Ancak ganimet mallarını taksimde bir sistem gözetilmiyor, yağmalama ve çapulculuk uygulanıyordu. İslâm"la birlikte ganimetlerin dağıtımında çeşitli ilkeler gözetilmiş, ilkel bir uygulama olan yağmacılık yerine ganimet hukuku tesis edilmiştir.59
İslâm"dan önce içki, kumar, fuhuş ve çirkin birtakım eğlence türleri yaygındı. Bu tür faaliyetler yasaklanırken, dine uygun olan birtakım Arap örf ve âdetleri devam ettirilmiş veya bunlarda bazı düzenlemelere gidilmiştir. Nitekim câhiliye döneminde insanlar senede iki defa bayram yaparlar ve bu günlerde eğlenirlerdi. Hz. Peygamber (sav) Medine"ye geldiğinde, “Sizin de eğleneceğiniz iki gününüz vardır. Allah (câhiliyedeki) o günlerin yerine size daha hayırlısını verdi.
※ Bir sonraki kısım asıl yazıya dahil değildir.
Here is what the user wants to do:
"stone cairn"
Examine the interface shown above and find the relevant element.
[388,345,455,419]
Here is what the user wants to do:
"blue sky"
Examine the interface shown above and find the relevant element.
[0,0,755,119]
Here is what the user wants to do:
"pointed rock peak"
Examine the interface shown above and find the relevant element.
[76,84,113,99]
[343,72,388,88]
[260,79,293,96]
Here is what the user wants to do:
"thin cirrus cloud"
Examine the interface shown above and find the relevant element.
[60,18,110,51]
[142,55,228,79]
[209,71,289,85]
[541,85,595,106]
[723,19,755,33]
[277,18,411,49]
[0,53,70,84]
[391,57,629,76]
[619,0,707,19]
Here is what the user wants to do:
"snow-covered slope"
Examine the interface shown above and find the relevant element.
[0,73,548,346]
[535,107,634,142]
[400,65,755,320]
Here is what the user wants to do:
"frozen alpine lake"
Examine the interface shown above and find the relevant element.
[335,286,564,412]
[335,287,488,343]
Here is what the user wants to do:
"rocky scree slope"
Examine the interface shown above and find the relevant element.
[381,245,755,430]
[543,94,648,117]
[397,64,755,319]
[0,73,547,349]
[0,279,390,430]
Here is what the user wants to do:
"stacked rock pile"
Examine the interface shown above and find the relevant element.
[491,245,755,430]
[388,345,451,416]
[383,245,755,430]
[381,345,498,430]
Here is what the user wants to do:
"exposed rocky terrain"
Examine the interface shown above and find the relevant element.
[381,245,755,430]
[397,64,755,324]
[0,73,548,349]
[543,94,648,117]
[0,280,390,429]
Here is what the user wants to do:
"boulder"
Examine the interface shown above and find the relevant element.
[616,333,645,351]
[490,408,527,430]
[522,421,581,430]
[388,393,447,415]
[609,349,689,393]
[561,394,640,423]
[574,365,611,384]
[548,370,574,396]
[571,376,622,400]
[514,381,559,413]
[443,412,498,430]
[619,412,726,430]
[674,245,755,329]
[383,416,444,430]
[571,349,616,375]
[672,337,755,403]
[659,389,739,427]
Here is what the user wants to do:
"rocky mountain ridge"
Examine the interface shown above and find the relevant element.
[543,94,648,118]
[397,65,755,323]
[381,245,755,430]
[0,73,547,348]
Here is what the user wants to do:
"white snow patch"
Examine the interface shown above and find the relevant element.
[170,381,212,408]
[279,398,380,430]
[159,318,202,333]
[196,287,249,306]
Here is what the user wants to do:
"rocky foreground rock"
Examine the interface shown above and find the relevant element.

Bunlar Ramazan ve Kurban Bayramı günleridir.” buyurmuştur.60
Câhiliye döneminde fazilet sayılan bazı davranışlar, İslâm"a uyduğu ölçüde kabul görmüş, tevhid inancına aykırı olmayan insanî ve ahlâkî değerlere müdahale edilmemiş, bazı alışkanlıklar ise İslâmî kurallarla güçlendirilerek sosyal hayatta devamlılıkları sağlanmıştır. Araplar arasında tek Allah"a inanan hanîflerin varlığı; haksızlıkları ve zulümleri engellemek amacıyla kurulan Hilfü"l-füdûl müessesesi; cömertlik, sıla-i rahim, komşuluk, misafirperverlik, ahde vefa ve mürüvvet gibi değerlere önem verilmesi toplumdaki yozlaşmaya rağmen karşılaşılan güzel vasıflardır. Bu yüzden Allah Resûlü, câhiliye devrinde ticaret ortaklığı yaptığı Sâib"e şu tavsiyede bulunmuştur: “Ey Sâib! Câhiliye çağında yaptığın faziletli şeylere İslâm devrinde de devam et. Misafiri ağırla, yetime ikram et ve komşuna iyi davran!” 61 Yine bir defasında kendisine gelerek câhiliye devrinde yaptığı köle azat etmek, sadaka vermek veya akrabaya iyilik yapmak gibi bazı davranışların karşılığı olup olmadığını soran Hakîm b. Hizâm"a, “Sen eskiden yaptığın hayırlarla Müslüman oldun.” cevabını vermiştir.62 “İnsanlar gümüş ve altın madenleri gibi madenlerdir. Câhiliye devrinde hayırlı olanlar, İslâm"da da hayırlıdır. Yeter ki (dini) iyi kavrasınlar.” 63 buyuran Hz. Peygamber, insanların değerlerinin gerçek anlamına vâkıf olup bunlara sahip çıktıklarında her zaman farklı bir yere sahip olacaklarını bildirmiştir.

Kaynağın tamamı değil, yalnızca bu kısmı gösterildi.